A well-educated minister who has rendered nine successive years of effective service in one community has been secured as pastor, and there is now a most encouraging prospect of improvement in religious, moral, social, and economic life. The increased giving in Greene Township has also influenced the members of the Methodist Episcopal Church in North Bloomfield. They have pledged $800, instead of the former $500, for the support of their minister, and expect to raise $1,000. Bloomfield Township also hereafter will have the undivided service of a minister.

As a result of this movement in Greene Township, therefore, four of the churches of these two townships will hereafter pay from $2,300 to $2,500 for the support of the ministry instead of $1,100 as hitherto, while two communities will each have the full time service of a resident pastor. The significance of this increase in the money support of the church will be apparent to those who have studied modern rural church problems. The failure of the rural churches to give a living wage, much less a working salary, to their ministers has been one of the most discouraging facts in the rural church situation.

If the three churches of North Bloomfield should federate as those of Greene Township have done, doubtless their people could raise $1,500 for the support of the ministry. Again, if all the churches of both North Bloomfield and Greene should federate it would be possible to employ a single pastor of even higher grade with an assistant. An automobile could be used effectively to cover both townships. In some cases, as in Benzonia, Michigan, one minister with one or more assistants has been able to get better results at less expense. The plan is worth trying.

Aurora

In the year 1913 in the village of Aurora, Portage County, there were two churches, the Congregational and Disciples of Christ. They were small in attendance and membership, and it was hard to get adequate support for the ministers. The usual results of underpaying the ministry were not wanting. As a preliminary step in the improvement of this situation an organization of the men of the churches was formed to promote the general community welfare. As in so many other cases, to bring the churches together in coöperative service to the community was seen to be the only way to secure a vigorous church life for Aurora. That led to the decision to form a federated church under the leadership of one pastor. Under the plan adopted, each church was to keep its denominational relations, contribute to its denominational benevolences, and fulfill all denominational obligations. But in Aurora, as in Greene Township, the people were to work together as in one church.

Owing to circumstances which were purely accidental, for the first year or two the church was not very prosperous and the federation was only partially successful. But after awhile the church began to take on life. While at the beginning it was mutually understood that the arrangement was to be tried for but two years, at the end of that time the desirability of going back to the old way was not even discussed. So far as Mr. Gill could learn in a visit to the community, the one and only one person who still preferred the old way was a woman who had opposed the movement from the start and had always held aloof from it. The opinion of the people is now practically unanimous that both the community and the churches were greatly benefited by the change.

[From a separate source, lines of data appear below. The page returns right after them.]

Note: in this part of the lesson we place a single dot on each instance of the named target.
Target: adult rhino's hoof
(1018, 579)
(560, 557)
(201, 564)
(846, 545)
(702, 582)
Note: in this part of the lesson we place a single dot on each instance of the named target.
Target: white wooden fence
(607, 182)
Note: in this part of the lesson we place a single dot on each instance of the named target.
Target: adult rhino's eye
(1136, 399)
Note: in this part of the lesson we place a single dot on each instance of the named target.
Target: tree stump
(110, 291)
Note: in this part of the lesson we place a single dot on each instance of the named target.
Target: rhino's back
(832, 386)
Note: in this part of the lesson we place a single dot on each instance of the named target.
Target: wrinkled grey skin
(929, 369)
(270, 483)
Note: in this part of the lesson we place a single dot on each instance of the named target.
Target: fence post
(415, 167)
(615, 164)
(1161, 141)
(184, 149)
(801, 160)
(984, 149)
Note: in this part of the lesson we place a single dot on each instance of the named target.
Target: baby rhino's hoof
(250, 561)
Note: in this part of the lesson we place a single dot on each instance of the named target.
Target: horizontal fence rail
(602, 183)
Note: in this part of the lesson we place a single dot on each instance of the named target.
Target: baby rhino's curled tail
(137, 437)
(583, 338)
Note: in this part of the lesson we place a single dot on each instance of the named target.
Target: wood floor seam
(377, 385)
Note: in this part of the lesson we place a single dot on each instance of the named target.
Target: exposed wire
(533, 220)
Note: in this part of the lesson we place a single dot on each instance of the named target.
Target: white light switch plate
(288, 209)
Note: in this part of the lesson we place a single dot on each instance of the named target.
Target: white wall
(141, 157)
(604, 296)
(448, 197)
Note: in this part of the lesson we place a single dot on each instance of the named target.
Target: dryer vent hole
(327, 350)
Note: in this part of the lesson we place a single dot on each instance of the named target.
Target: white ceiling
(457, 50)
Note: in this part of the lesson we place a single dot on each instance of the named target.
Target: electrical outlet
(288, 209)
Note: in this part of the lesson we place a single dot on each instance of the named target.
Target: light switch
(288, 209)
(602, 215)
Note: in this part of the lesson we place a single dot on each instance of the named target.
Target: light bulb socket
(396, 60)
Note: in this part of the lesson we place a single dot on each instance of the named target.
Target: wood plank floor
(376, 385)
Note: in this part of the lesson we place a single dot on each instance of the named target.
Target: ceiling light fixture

The first pastor of this church was of the Disciples, the second a Presbyterian.

Garrettsville

Garrettsville is a prosperous community on the Erie Railroad between Youngstown and Cleveland. Its thousand inhabitants are engaged partly in farming, partly in manufacturing, and partly in supplying the various daily needs of the people. Its good houses, electric lights, paved streets, and trim sidewalks indicate progressiveness and community spirit. Being progressive, the people not merely recognized the undesirability of interchurch competition, but they were able to work out a plan whereby they have largely avoided it.

In April, 1916, there were four churches in the community, or on an average one to 250 persons. The highest salary paid to its minister by any of the churches was $800. Two of the other churches paid much smaller sums and shared the service of their ministers with the churches of other towns, while one of the pastors was the Educational Secretary of a Y. M. C. A. in a town thirty miles away. The spirit of denominational rivalry was in no respect different from that commonly found where there are too many churches. When the pastor of the Congregational Church attempted to organize a branch of the Boy Scouts of America for all the boys in the community, he found that the members of the other churches feared he was attempting to win the boys over to his church. For this reason he thought it best to give up the enterprise.

In 1914, an unsuccessful attempt was made to unite the Congregational Church and the Disciples, and another to unite the Baptist and Congregational churches. In 1916, however, under the influence of the country church movement in Ohio, a successful effort was made to unite all three of them. In the spring of that year these three churches were all without pastors. They decided to hold union services and a Union Sunday school during the summer.